US 12,118,400 B2
Performing batched training for machine-learning pipelines
Martin Hirzel, Chappaqua, NV (US); Kiran A. Kate, Chappaqua, NY (US); and Avraham Ever Shinnar, Westchester, NY (US)
Assigned to International Business Machines Corporation, Armonk, NY (US)
Filed by International Business Machines Corporation, Armonk, NY (US)
Filed on Nov. 29, 2021, as Appl. No. 17/537,258.
Prior Publication US 2023/0168938 A1, Jun. 1, 2023
Int. Cl. G06F 9/50 (2006.01); G06F 9/48 (2006.01); G06N 20/00 (2019.01)

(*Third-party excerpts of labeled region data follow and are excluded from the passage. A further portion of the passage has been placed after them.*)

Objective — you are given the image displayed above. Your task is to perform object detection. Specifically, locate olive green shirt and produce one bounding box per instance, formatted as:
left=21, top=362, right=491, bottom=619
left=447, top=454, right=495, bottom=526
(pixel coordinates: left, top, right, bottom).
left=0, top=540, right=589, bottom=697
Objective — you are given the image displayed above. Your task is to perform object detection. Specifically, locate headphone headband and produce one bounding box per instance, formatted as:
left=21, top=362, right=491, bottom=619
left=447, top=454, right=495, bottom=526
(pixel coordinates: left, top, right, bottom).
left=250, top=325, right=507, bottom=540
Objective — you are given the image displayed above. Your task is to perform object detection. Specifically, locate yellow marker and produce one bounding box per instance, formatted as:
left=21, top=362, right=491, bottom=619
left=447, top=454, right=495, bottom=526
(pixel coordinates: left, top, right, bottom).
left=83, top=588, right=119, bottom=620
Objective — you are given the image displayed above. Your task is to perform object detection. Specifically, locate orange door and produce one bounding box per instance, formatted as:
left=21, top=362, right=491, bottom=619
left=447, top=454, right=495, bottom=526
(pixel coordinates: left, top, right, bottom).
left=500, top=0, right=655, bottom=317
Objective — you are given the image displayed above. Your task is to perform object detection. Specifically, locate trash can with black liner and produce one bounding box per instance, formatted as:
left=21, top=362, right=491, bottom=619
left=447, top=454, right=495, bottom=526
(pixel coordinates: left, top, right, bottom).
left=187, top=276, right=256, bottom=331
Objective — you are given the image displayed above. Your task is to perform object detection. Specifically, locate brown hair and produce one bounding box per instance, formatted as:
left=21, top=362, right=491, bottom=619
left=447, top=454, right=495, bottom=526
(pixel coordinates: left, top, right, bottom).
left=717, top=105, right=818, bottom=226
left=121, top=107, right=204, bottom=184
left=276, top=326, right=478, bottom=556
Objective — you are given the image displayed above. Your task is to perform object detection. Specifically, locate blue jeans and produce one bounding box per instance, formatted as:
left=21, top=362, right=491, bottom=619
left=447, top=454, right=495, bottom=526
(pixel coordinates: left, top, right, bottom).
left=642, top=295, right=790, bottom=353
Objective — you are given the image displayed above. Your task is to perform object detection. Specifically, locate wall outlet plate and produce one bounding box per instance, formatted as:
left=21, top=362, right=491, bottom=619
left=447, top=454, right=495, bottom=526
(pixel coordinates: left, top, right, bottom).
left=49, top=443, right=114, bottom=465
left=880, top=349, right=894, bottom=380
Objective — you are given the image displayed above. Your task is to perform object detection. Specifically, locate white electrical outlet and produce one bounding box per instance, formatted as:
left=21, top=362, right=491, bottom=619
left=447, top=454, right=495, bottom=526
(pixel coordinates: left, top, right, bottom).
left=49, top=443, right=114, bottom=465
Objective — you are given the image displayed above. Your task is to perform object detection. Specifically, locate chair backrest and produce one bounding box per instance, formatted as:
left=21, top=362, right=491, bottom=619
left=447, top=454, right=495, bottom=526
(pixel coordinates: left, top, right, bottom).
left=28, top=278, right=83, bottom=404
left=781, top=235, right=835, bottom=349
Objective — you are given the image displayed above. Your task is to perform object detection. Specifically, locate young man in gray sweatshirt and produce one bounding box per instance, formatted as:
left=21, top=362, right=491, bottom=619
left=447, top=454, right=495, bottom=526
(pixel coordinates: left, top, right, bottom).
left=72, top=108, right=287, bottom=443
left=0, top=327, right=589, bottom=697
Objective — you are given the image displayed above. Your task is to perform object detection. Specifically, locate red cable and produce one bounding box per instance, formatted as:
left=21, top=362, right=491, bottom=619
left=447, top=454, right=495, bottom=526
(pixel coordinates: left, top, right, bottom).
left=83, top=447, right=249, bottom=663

CPC G06F 9/5038 (2013.01) [G06F 9/4881 (2013.01); G06F 9/505 (2013.01); G06N 20/00 (2019.01)] 20 Claims
OG exemplary drawing
 
1. A computer-implemented method, comprising:
identifying a machine learning pipeline and a plurality of training data batches;
creating a plurality of tasks, based on the machine learning pipeline, the tasks including a transform task that includes an instance where an operator takes training data of one of the training data batches as input and outputs computed data, the tasks including a partial-fit task that includes an instance where an operator is trained partially using a single batch of the plurality of training data batches; and
determining an order in which the plurality of tasks is executed, utilizing a resource usage-aware approach, wherein the partial-fit task is prioritized over the transform task such that the partial-fit task is placed before the transform task within the determined order.